Patrick Smacchia [MVP C#]

Sponsors

The Lounge

Wicked Cool Jobs

News

  • NDepend v3 is fully integrated in Visual Studio, and is now available for download! Software dependencies visualization, 82 .NET software metrics, continuous rule validations, assembly version diff, declarative code queries and more ! http://ndepend.com

Advertisement

Images in this post missing? We recently lost them in a site migration. We're working to restore these as you read this. Should you need an image in an emergency, please contact us at imagehelp@codebetter.com
Getting rid of spaghetti code in the real-world: a Case Study

 
A part of my job as lead developer of the tool NDepend, is to make sure that the product fits real-world development team needs. To do so, I sometime go consulting with some of our clients, see what their problems are and try to propose some solutions. This is a win-win activity: clients can get an outside view about their developments and for my part, I can see how NDepend is used in their shop and what could be done to make their life easier.

 

Description of the project

Last week I went for consulting. Although I am under NDA and can’t reveal who the client is, I can still expose their problems and planned solutions. The company is an ISV that publishes one software. With this software, they are world-wide leader in their business and I am pretty sure you already dealt with their product. The bulk of their code base is made of around 600K lines of C# Code. Because the software exists for a dozen years, it is also made of some ASP, COM+, VB6 and even J# legacy code that will be discarded in the mid-term. The technical team is made of around 60 developers + team leaders + a team of 5 architects.

 

The C# code is partitioned in around 160 assemblies + a dozen of ASP.NET application. This ASP.NET presentation layer is relatively well abstracted from the rest of the code. Each of these ASP.NET applications references a large Core assembly made of 150K lines of C# code.
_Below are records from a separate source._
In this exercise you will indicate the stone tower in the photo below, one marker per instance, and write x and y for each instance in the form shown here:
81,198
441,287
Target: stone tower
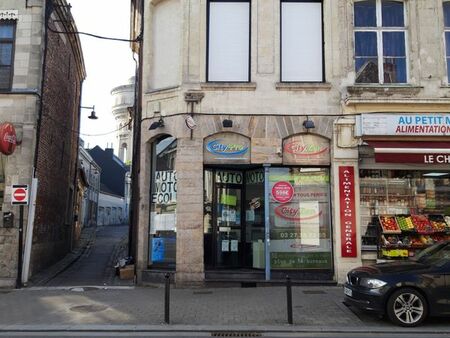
123,100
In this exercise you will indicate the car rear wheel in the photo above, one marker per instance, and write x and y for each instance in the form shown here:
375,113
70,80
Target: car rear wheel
407,307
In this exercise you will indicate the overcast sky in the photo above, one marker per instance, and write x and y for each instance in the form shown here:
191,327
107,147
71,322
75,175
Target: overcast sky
108,63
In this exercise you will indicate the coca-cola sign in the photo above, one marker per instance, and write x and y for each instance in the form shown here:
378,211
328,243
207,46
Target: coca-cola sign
8,140
306,149
296,213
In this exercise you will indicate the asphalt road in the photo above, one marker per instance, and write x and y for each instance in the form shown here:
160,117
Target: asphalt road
209,334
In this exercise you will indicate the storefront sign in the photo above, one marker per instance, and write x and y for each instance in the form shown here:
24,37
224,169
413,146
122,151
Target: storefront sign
294,212
297,260
306,149
8,140
230,177
405,124
227,147
9,14
347,211
413,158
165,187
282,192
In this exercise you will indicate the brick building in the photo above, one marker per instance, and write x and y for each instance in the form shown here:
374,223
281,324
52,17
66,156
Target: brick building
40,96
313,120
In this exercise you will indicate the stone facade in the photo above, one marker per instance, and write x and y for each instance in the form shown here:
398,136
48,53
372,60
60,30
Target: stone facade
43,105
123,98
265,108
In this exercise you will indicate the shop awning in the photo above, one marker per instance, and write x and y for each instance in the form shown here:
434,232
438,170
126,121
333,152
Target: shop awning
411,152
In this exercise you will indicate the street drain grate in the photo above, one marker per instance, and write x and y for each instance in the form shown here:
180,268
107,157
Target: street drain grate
235,334
202,292
88,308
314,292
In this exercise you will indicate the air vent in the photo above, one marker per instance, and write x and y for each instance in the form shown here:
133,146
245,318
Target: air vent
314,292
235,334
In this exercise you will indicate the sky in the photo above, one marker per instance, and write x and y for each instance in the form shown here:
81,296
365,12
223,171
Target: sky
108,64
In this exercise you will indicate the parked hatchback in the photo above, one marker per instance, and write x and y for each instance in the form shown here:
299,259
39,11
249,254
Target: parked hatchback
407,291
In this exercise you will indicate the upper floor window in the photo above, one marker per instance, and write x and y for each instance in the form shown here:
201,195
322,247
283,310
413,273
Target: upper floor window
380,47
447,36
301,41
7,31
228,41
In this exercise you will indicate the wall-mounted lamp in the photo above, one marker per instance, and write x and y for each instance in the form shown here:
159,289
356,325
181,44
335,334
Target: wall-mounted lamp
157,124
190,122
227,123
92,116
308,124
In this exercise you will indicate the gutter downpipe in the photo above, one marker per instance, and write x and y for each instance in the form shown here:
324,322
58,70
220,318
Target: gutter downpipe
135,167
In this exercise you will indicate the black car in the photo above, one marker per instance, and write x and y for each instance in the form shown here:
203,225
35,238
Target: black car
407,291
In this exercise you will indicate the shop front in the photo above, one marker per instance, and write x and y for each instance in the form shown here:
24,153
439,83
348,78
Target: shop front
404,183
262,221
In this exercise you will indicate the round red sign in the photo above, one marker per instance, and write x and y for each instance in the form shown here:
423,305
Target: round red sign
20,194
282,192
8,139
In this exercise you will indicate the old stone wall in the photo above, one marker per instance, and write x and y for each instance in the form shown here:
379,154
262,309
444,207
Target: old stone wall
57,153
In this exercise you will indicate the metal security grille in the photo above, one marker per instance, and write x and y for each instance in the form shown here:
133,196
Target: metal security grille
236,334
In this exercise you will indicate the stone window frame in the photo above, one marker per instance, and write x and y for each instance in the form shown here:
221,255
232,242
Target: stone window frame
322,79
446,9
208,28
379,29
8,41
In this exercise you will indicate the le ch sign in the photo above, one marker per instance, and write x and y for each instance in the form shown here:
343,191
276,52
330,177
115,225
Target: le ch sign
436,159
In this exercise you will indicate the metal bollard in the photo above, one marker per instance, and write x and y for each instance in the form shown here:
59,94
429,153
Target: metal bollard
289,299
167,299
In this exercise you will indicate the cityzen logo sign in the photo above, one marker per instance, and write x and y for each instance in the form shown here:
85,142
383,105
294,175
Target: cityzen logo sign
282,192
347,212
296,214
300,149
230,149
19,195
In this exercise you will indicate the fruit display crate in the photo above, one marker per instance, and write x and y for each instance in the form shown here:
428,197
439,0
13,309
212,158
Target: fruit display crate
389,224
405,222
438,223
422,224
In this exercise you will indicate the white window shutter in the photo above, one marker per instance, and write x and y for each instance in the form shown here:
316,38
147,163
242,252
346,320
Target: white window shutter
301,42
229,34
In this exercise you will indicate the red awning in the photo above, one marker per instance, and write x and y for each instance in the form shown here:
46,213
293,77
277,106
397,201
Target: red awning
411,152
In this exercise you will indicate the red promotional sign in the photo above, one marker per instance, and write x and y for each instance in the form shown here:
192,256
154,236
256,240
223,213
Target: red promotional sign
347,211
8,139
282,192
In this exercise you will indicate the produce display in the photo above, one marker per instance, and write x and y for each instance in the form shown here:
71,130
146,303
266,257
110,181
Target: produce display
411,233
437,222
389,225
422,224
405,223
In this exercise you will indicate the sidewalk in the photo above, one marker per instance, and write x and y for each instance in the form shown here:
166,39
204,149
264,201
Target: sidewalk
262,309
87,240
This assembly is made of 144 namespaces. When viewing these namespaces with the NDepend Dependency Structure Matrix in indirect mode, almost all cells are black, meaning that each namespace directly or indirectly depends on all other namespaces (more on this here). In such situation, the term spaghetti code sounds appropriate. This situation is the results of many years of development without active care for dependencies and I have never seen any code base without such entangled code (see my post on NHibernate 2.0 code base for example).

 

This Core assembly contains code relative to all aspects and concerns of the business, but also some low level technical code such as persistence/logging/threading/authentification.... Also, the Core asssembly directly references most of others assemblies. A consequence of all these is that all the ASP.NET applications statically rely on the entire code base. Here is a quick diagram to summarize all this:

 

 

 

 

The Problems

 

Most of problems come from maintenance. It is very hard to know which part of the code is impacted when the code is refactored. Hopefully, the team have a set of automatic tests that help them avoiding regression (although I didn’t get an exact coverage ratio).

 

New feature development is also a problem because from the existing structure, developers have very few guidelines on how to structure new things. The complexity of the spaghetti code (some might say the entropy of the structure of the code base) increases with the time.

 

Last problem but not least, the team is facing over-complex deployment. The entire code base must be deployed for each ASP.NET application. This means some COM+ objects and ASP servers, but also this means some dangerous conflicts like J# code that must run on .NET v3.5 instead of .NET v2.0 for example. This is very unfortunate because each ASP.NET app represent a well defined vertical segment of the business that should be vertically implemented by only a fraction of the code base.

 

 

First thing to do : Levelize Namespaces

 

In this context, the first goal for the architects is to re-structure the code of the Core assembly in order to get a namespaces’ structure layered/levelized. In other words, they need to get rid of dependencies cycles.

 

They also need to re-partition types accross namespaces to better match the vertical separation of business segment. I carefully used the terms re-structure and re-partition and not the term refactor. Indeed, the bulk of the work will consists here in working on type declarations, by inversing some dependencies thanks to the dependency inversion/inversion of control principle, by moving some types from one namespace to another, by creating interfaces to avoid direct dependency on implementations, by creating or discarding some namespaces, by eventually splitting complex classes into simpler smaller classes. Ideally, during this levelization phase, they will change very few logic inside the bodies of the methods. By doing so, they will thus limit the risk of regression bugs introduced, they will limit the need to re-write some existing automatic tests and even more important, they won’t disturb too much current developments.

 

At first glance the levelization phase often seems more daunting than what it is. My theory is that while coding, developers instinctively know that creating a dependency from low-level to high-level code is bad. For example a case study of how we levelized the 15 root namespaces of the VisualNDepend assembly (around 25K LoC at that time) can be found in this article in the section Getting rid of dependency cycles: a case-study. It took us only 3 days.

 

In their particular case, the Core assembly is 50% made of business code and 30% made of persistence code. Although business and persistence code are using each others, the NDepend Dependency Structure matrix clearly shows that there is much more static dependencies from business to persistence than the opposite. The reason is that developers instinctively know that the business is higher level code than the persistence code. This instinct however is not strong enough to prevent all dependencies from the persistence code to the business code. For this reason, each time the architects will get rid of a problematic dependency, they will create a CQL rule to make sure the dependency won’t reappears. In this particular example the rule will look like:

 

  WARN IF Count > 0 IN 
  SELECT NAMESPACES FROM ASSEMBLIES "Product.Core" 
  WHERE NameLike "Product.DB" AND IsDirectlyUsing "Product.Business.*"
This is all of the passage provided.